Since d4eb02b6aac9 py_compile.compile() replaces target files, breaking special files and symlinks. Any custom permissions set on target files are also lost. This is a major regression.

# cd /tmp
# touch test.py
# ls -l /dev/null
crw-rw-rw- 1 root root 1, 3 Feb 17 21:16 /dev/null
# python3.3 -c 'import py_compile; py_compile.compile("test.py", cfile="/dev/null")'
# ls -l /dev/null
crw-rw-rw- 1 root root 1, 3 Feb 17 21:16 /dev/null
# python3.4 -c 'import py_compile; py_compile.compile("test.py", cfile="/dev/null")'
# ls -l /dev/null
-rw-r----- 1 root root 102 Feb 17 21:53 /dev/null

So py_compile always replaced the file, even in Python 3.3: http://hg.python.org/cpython/file/79ea59b394bf/Lib/py_compile.py#l141 (this is why I changed the title of the bug). What did change, though, is that py_compile now writes bytecode files just as import does, which means copying the file permissions of the source file for the bytecode file. E.g. if you listed the permissions for test.py in your example output I bet it's -rw-r----- just like what /dev/null ended up with.
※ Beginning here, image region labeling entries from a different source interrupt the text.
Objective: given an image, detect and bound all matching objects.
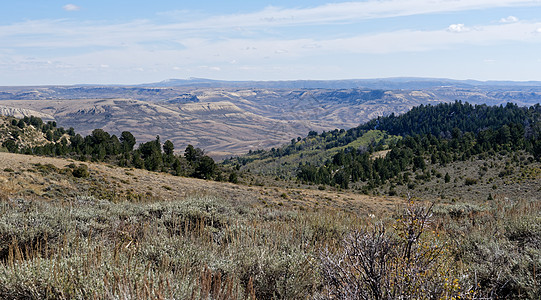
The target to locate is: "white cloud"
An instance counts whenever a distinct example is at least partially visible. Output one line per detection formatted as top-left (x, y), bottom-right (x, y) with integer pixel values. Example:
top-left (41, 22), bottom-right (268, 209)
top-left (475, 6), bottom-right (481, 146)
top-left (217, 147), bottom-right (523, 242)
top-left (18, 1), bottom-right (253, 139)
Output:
top-left (447, 24), bottom-right (469, 32)
top-left (62, 3), bottom-right (81, 11)
top-left (159, 0), bottom-right (541, 29)
top-left (500, 16), bottom-right (518, 23)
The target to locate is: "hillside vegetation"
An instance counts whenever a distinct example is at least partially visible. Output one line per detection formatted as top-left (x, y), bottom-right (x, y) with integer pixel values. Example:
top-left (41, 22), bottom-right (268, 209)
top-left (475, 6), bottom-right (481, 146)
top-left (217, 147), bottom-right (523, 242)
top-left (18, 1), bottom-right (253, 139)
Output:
top-left (0, 102), bottom-right (541, 300)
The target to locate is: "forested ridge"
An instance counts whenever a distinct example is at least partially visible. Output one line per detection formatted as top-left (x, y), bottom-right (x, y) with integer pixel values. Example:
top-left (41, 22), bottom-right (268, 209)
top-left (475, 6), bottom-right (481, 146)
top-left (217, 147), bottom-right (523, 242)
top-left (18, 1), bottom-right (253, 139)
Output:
top-left (2, 116), bottom-right (237, 182)
top-left (297, 102), bottom-right (541, 189)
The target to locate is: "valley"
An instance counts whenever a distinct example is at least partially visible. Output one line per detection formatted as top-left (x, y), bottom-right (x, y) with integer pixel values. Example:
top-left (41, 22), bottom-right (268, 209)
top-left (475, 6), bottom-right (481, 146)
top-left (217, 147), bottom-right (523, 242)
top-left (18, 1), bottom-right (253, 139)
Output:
top-left (0, 80), bottom-right (541, 159)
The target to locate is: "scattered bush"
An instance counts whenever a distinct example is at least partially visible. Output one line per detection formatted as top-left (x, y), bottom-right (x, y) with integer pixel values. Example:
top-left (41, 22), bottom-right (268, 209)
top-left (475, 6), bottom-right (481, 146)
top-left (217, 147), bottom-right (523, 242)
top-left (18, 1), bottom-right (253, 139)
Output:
top-left (72, 164), bottom-right (90, 178)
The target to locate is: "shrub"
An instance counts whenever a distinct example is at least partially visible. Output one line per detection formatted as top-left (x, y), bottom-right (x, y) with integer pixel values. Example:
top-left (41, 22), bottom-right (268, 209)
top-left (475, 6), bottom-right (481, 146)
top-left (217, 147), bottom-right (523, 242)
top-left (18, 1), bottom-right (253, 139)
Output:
top-left (72, 164), bottom-right (90, 178)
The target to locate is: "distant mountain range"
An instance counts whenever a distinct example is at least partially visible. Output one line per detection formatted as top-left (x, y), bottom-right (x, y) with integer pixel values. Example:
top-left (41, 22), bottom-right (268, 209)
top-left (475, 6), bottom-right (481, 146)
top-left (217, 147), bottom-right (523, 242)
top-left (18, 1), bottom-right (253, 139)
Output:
top-left (0, 78), bottom-right (541, 157)
top-left (144, 77), bottom-right (541, 90)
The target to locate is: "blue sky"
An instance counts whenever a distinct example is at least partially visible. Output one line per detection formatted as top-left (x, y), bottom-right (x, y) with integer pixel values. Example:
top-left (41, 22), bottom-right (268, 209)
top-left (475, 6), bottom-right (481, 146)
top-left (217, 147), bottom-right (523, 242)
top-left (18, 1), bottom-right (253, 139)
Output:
top-left (0, 0), bottom-right (541, 85)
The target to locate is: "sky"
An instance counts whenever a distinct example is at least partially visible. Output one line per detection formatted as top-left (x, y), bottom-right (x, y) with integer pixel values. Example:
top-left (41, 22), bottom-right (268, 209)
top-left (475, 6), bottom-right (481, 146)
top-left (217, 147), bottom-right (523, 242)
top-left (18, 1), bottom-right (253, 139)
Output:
top-left (0, 0), bottom-right (541, 86)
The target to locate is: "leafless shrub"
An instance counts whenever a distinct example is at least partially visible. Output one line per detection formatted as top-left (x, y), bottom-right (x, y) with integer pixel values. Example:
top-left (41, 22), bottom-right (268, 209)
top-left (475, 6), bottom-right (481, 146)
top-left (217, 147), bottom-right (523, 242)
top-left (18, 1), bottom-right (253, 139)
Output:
top-left (318, 202), bottom-right (460, 299)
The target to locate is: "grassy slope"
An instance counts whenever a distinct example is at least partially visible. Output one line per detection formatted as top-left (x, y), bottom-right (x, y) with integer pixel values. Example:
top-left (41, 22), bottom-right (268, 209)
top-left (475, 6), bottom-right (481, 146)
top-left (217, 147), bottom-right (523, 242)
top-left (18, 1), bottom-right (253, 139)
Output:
top-left (0, 153), bottom-right (541, 299)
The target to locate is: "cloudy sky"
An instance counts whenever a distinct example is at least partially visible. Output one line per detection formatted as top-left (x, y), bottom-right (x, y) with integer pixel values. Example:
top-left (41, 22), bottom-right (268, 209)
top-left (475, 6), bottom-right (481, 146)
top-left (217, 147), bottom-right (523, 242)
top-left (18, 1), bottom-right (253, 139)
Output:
top-left (0, 0), bottom-right (541, 85)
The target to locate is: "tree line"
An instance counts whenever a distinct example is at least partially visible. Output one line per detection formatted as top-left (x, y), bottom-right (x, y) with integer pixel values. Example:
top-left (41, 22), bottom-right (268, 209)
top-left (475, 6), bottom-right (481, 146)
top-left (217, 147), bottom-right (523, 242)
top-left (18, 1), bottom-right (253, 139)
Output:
top-left (297, 102), bottom-right (541, 188)
top-left (3, 116), bottom-right (237, 182)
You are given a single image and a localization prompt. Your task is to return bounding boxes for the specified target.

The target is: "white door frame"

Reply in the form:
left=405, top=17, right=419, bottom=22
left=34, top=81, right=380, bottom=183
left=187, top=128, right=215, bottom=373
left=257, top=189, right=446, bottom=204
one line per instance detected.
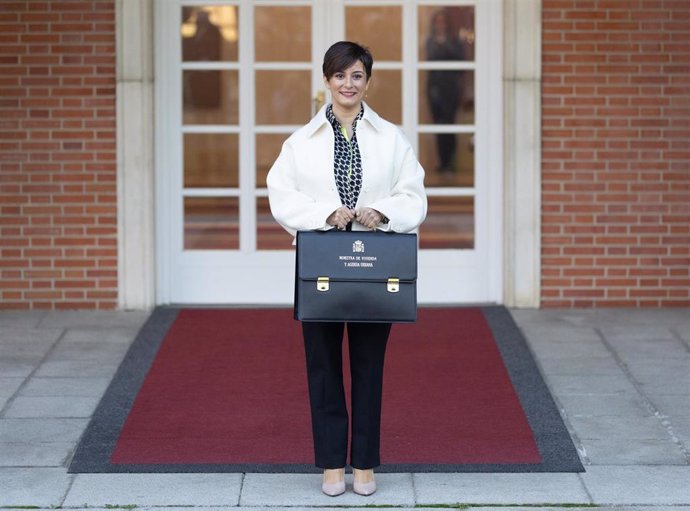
left=116, top=0, right=541, bottom=309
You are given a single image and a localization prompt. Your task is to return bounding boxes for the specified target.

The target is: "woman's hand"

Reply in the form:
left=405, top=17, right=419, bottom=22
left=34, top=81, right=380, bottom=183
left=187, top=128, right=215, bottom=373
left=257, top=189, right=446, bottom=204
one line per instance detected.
left=355, top=208, right=383, bottom=229
left=321, top=206, right=355, bottom=231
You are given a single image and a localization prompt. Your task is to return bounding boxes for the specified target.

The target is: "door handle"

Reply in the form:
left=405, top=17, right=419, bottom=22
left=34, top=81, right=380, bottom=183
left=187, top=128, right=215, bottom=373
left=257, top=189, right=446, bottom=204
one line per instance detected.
left=311, top=90, right=326, bottom=115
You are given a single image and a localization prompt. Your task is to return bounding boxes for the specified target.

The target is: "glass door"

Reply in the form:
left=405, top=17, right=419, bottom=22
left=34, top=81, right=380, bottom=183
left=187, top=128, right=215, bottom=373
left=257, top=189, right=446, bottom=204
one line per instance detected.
left=156, top=0, right=500, bottom=304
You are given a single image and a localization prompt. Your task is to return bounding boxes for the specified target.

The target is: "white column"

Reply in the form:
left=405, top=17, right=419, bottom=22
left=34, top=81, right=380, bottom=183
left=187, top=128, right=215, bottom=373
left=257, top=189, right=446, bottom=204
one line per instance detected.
left=503, top=0, right=541, bottom=307
left=116, top=0, right=155, bottom=309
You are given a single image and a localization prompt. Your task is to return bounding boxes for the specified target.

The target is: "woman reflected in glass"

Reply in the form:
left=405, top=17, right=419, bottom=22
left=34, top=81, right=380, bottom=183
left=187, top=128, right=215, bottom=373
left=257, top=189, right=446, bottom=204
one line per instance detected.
left=426, top=9, right=465, bottom=177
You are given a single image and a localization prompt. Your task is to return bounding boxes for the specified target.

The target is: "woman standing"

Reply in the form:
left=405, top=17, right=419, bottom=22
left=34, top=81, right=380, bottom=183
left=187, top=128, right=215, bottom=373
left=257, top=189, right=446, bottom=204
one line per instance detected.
left=267, top=41, right=427, bottom=496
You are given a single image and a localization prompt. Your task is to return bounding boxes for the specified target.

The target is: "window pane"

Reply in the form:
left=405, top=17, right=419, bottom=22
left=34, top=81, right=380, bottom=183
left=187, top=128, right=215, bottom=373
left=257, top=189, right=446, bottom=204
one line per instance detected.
left=419, top=197, right=474, bottom=249
left=418, top=133, right=474, bottom=188
left=366, top=70, right=402, bottom=124
left=182, top=70, right=240, bottom=124
left=417, top=5, right=475, bottom=61
left=256, top=71, right=311, bottom=125
left=184, top=133, right=240, bottom=188
left=418, top=70, right=474, bottom=124
left=184, top=197, right=240, bottom=250
left=256, top=133, right=288, bottom=188
left=345, top=6, right=402, bottom=61
left=256, top=197, right=292, bottom=250
left=254, top=6, right=311, bottom=62
left=180, top=5, right=239, bottom=62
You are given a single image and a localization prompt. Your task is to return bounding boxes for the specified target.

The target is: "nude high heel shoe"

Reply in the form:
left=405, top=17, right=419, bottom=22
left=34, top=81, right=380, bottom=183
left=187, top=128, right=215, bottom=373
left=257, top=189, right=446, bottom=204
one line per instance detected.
left=321, top=468, right=345, bottom=497
left=352, top=468, right=376, bottom=497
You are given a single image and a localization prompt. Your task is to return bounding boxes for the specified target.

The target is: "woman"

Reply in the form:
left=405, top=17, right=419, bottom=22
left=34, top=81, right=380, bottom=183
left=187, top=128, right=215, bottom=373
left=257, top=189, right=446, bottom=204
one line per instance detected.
left=426, top=10, right=464, bottom=176
left=267, top=41, right=427, bottom=496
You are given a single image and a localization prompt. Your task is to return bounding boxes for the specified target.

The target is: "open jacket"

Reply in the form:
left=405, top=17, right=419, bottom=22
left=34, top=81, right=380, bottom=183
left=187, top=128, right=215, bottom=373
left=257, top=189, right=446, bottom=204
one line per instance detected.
left=266, top=104, right=427, bottom=240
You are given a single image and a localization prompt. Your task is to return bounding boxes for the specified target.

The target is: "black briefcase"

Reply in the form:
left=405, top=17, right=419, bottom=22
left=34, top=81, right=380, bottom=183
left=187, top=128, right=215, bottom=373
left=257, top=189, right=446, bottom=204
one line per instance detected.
left=295, top=230, right=417, bottom=323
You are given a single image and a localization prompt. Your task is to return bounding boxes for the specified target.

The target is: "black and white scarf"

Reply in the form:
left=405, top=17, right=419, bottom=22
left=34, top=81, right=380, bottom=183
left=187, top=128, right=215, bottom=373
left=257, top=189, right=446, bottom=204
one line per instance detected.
left=326, top=105, right=364, bottom=209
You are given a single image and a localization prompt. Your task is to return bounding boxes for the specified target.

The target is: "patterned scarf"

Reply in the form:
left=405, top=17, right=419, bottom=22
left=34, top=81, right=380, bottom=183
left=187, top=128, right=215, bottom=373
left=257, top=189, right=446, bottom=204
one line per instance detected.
left=326, top=105, right=364, bottom=209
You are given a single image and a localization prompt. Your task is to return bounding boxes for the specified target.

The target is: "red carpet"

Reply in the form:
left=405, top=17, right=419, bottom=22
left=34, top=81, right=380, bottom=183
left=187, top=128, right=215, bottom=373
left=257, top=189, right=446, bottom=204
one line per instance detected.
left=111, top=308, right=541, bottom=465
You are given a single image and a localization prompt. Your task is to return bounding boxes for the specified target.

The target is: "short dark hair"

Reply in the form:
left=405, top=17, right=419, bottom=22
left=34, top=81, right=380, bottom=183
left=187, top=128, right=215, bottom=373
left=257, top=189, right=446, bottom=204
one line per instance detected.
left=322, top=41, right=374, bottom=80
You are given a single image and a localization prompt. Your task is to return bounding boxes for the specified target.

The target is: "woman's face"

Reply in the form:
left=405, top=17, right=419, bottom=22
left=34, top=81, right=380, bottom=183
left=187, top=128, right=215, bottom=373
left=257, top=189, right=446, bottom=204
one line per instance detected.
left=324, top=60, right=369, bottom=110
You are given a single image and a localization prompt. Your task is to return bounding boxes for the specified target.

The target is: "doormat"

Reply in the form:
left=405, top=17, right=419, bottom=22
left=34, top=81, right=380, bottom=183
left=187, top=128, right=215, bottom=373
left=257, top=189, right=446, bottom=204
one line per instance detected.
left=69, top=306, right=584, bottom=473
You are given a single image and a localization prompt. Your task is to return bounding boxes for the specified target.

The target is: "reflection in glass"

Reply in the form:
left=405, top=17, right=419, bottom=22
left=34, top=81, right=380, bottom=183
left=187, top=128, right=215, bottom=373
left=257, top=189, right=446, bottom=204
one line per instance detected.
left=366, top=70, right=402, bottom=124
left=254, top=6, right=311, bottom=62
left=184, top=197, right=240, bottom=250
left=182, top=70, right=240, bottom=125
left=184, top=133, right=240, bottom=188
left=417, top=6, right=476, bottom=62
left=256, top=70, right=311, bottom=125
left=417, top=133, right=474, bottom=188
left=419, top=197, right=474, bottom=249
left=256, top=133, right=289, bottom=188
left=418, top=70, right=474, bottom=124
left=180, top=5, right=239, bottom=62
left=256, top=197, right=292, bottom=250
left=345, top=6, right=402, bottom=62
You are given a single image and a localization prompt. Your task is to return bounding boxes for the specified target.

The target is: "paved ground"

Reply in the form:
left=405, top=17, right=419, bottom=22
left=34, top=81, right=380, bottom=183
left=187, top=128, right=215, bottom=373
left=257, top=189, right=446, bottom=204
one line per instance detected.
left=0, top=309, right=690, bottom=511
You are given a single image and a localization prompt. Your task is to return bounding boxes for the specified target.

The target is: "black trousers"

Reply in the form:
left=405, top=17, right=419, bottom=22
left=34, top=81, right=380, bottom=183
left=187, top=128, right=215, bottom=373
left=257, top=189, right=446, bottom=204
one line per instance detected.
left=302, top=322, right=391, bottom=470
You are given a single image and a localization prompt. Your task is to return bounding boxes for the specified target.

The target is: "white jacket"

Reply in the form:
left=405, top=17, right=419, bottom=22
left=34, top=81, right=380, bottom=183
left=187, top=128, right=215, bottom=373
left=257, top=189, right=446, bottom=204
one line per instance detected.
left=266, top=104, right=427, bottom=240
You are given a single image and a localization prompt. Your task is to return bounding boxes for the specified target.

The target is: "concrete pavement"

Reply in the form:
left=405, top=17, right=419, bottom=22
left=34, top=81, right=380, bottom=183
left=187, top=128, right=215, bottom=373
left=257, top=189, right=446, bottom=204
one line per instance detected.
left=0, top=309, right=690, bottom=511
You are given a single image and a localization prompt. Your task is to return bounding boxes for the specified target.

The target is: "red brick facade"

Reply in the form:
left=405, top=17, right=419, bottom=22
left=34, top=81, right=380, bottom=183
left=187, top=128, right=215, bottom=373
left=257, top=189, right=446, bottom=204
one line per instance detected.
left=0, top=0, right=690, bottom=309
left=542, top=0, right=690, bottom=307
left=0, top=0, right=117, bottom=309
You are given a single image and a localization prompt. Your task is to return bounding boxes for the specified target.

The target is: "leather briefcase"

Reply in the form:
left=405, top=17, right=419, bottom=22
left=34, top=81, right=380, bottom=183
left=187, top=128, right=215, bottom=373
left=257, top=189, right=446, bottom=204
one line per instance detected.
left=295, top=230, right=417, bottom=323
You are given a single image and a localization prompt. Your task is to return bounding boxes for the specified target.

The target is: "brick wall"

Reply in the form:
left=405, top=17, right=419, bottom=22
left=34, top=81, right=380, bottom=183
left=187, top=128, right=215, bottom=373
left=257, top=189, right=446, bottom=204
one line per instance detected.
left=542, top=0, right=690, bottom=307
left=0, top=0, right=117, bottom=309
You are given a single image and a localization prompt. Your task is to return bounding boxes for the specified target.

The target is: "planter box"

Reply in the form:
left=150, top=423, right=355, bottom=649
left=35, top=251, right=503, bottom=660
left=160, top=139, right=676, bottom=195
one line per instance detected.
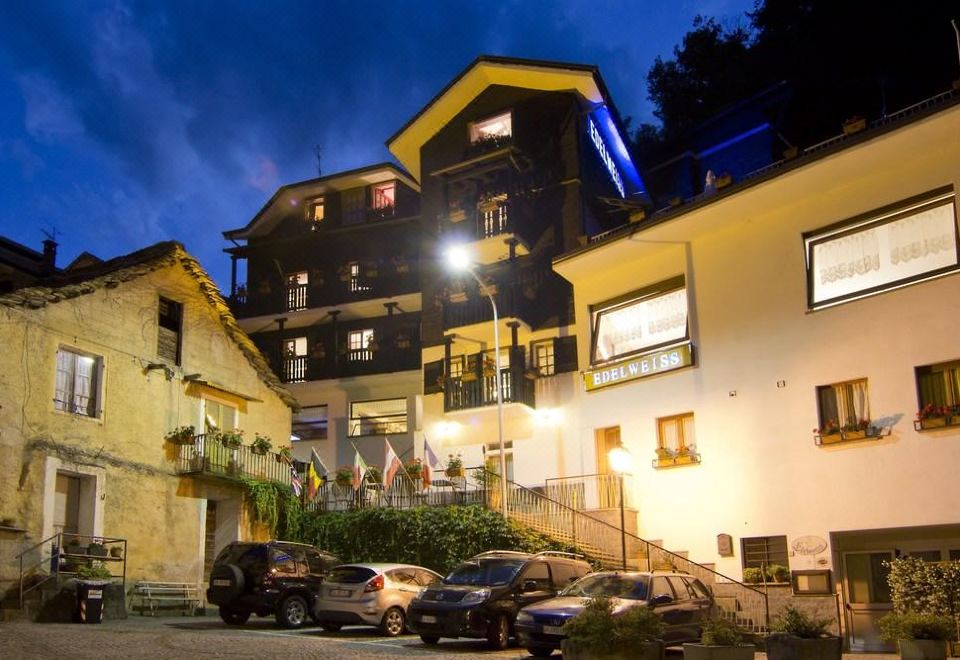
left=683, top=644, right=757, bottom=660
left=766, top=633, right=843, bottom=660
left=560, top=639, right=663, bottom=660
left=897, top=639, right=947, bottom=660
I'm not going to change this as this is very much on purpose for security reasons; it's more of a long-standing bug that py_compile never used the proper permissions than it is changing the semantics to what they are today. Since py_compile is for compiling and writing out source code it should match what import does (if you are doing this to verify the file will parse properly, which is what writing to /dev/null suggests, it would be more accurate to just pass the raw source code through the AST module and make sure no exceptions are raised, else just write into the /tmp directory and let the OS clean up).

What I will do, though, it document this fact in the docs with a "Changed in Python 3.4" note and in What's New since people should be aware of it.

In case of /dev/null, the main problem is that it became a regular file. It was previously a character device. Writing to character devices should not replace them.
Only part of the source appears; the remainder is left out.